Portekizlileri Düşündüren Tarihi Bölge
Avrupa’nın görülmesi gereken yerlerinden bir tanesi de Portekiz’in başkenti Lizbon’da yer alıyor. Lizbon’daki ünlü Tajo nehrinin Atlas Okyanusu’na aktığı yerde bulunan Kaşifler Anıtı ve hemen yanındaki Belem Kalesi görülmesi icap eden yerler arasında. Bu anıtların arkasında da okyanusu geçen ilk pilotun bir anıtı yer alıyor. İşte bu meydanda, Portekiz’in geçmişini çok özleyen bir ülke olduğunu anlamak rahatlıkla mümkün. Ne de olsa Kaşifler Anıtı, Portekiz’in bir zamanlar sömürgeci devletler arasına en güçlülerinden bir tanesi olduğu dönemlerin hatırasını yansıtıyor. Ancak Portekizliler bu durumun kendilerine hiçbir fayda sağlamayacağını ve eski güçlerini yeniden kazanmanın da mümkün olamayacağını çok iyi biliyor. Hal böyle olunca da bu anıtları sadece mazide kalan birer hoş hatıra olarak değerlendiriyorlar.

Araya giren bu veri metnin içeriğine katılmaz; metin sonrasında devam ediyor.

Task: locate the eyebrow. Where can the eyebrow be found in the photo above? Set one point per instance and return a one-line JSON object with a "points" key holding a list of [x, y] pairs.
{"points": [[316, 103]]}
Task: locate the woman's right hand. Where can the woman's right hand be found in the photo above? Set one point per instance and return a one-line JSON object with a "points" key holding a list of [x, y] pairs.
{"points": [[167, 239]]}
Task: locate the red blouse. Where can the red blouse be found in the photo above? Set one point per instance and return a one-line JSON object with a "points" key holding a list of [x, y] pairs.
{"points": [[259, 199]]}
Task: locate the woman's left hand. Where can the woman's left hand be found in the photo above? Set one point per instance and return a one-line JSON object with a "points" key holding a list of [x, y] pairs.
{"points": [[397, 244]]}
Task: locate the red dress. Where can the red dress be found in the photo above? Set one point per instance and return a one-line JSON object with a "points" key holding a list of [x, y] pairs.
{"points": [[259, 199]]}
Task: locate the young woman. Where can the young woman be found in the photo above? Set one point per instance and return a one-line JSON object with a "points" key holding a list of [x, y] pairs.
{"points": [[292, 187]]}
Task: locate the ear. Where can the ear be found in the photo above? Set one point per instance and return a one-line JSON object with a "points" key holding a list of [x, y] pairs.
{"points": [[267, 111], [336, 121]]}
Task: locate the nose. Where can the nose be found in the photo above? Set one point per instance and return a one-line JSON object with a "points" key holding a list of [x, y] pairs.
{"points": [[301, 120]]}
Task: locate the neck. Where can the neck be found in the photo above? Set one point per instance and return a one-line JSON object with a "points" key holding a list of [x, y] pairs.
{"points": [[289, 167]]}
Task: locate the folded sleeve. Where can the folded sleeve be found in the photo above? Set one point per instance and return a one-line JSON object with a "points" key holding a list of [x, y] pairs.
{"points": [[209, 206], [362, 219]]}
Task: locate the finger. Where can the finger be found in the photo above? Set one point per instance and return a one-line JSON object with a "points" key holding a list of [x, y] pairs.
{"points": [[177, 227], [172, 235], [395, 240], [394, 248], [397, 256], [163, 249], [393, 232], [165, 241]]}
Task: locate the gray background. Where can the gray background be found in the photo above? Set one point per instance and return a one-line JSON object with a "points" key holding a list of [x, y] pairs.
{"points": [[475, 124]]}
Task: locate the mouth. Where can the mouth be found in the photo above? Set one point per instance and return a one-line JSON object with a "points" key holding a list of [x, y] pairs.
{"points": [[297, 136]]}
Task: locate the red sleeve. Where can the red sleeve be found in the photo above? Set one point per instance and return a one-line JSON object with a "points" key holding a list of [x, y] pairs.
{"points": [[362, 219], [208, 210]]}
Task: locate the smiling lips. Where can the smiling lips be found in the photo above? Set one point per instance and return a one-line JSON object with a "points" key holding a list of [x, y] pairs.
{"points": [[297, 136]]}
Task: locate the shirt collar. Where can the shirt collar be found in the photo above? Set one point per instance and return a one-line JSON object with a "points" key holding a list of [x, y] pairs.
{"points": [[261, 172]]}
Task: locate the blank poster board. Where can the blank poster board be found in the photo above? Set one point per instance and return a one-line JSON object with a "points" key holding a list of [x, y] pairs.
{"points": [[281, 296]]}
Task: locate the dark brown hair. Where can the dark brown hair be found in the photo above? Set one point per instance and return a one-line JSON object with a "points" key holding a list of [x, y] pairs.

Macaristan’ın Başkentinde Olağanüstü Bir Yapı: Parlamento Sarayı
Avrupa’da görülmesi gereken mekanlardan bir diğeri ise Budapeşte’de bulunuyor. Budapeşte’de Tuna Nehri’nin kıyısında yer alan Parlamento Sarayı, misafirlerine eşsiz güzellikler sunuyor. Gerçekten bu sarayın gerek iç gerekse de dış kısmı adeta görenleri büyülüyor. Öte yandan Sarayın bahçesinde gezinerek bu muhteşem ihtişamı seyretmek de ayrıca keyif veriyor. Ancak her ne olursa olsun bu sarayın içerisinin de gezilmesi gerekiyor. Bu sayede tarihe birebir tanıklık etmek de mümkün hale geliyor. Öte yandan gezginlerin Tuna Nehri’nin karşı kıyısına geçtikten sonra bu bölgede yer alan Parlamento Sarayı manzarasını izlemesi de bambaşka bir keyif arz ediyor. İşte asıl fotoğraflık manzaralar da burada yer alıyor.

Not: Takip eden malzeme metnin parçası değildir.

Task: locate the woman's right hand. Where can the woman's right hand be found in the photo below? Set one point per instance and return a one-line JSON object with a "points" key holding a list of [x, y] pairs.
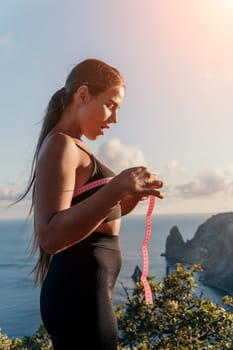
{"points": [[140, 181]]}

Eşsiz Manzarası ve Tarihi Dokusu ile Bratislava Kalesi
Avrupa’yı ziyaret edenlerin görmesi gereken bir diğer yer ise pek az kişi tarafından adı bilinen Bratislava şehrinde yer alıyor. Slovakya’nın başkenti olan Bratislava’da yer alan Bratislava Kalesi, kesinlikle eşsiz bir manzara vaat ediyor. Bu şehirde manzarayı seyredip bir yandan da tarihi alanlarda gezinmek son derece mutluluk verici. Aynı zamanda bu sarayın bahçesi de ciddi manada görülmeye değer. Sarayın bahçesinde öylesine güzel bir çiçeklendirme yapılmış ki gezginler bu alanı izlemekten bir türlü kendilerini alamıyor.
Hafızalara Kazınmış Bir Bölge: Çernobil
Avrupa’da görülmesi mümkün olan yerlerden bir diğeri ise Çernobil. Esas olarak pek çok insan tarafından girişi yasak bölge olarak tanınıyor. Böyle düşünenler ise tam olarak haksız sayılmaz, ne de olsa Çernobil’e girişleri devletin özel izni ile oluyor ve sadece turlar ile gezmek mümkün. Bu turlar genel olarak sekiz ile on kişi arasında değişen kapasitelere sahip. İşte bu alanda devasa boyutlara ulaşmış olan kedi balıklarını ve aynı zamanda hayalet şehre dönmüş olan Çernobil’deki yabani hayatı, daha doğrusu hayat benzeri olguyu görmek adına her zaman için bir fırsat sunuluyor. Radyasyondan rengi değişmiş olan ormanlar ise ayrıca çarpıcı manzaralar sunuyor. Bu gezi yaklaşık sekiz saat sürüyor. Aynı zamanda geziye katılanların ellerinde birer adet de radyasyon ölçen Geiger sayacı bulunuyor. Bu sayaç da yerlere yaklaştırıldığı her an ötüyor. Nihayetinde konukların açık giysiler giymesine ve sandalet benzeri ayakkabılar ile geziye katılmasına asla izin verilmiyor.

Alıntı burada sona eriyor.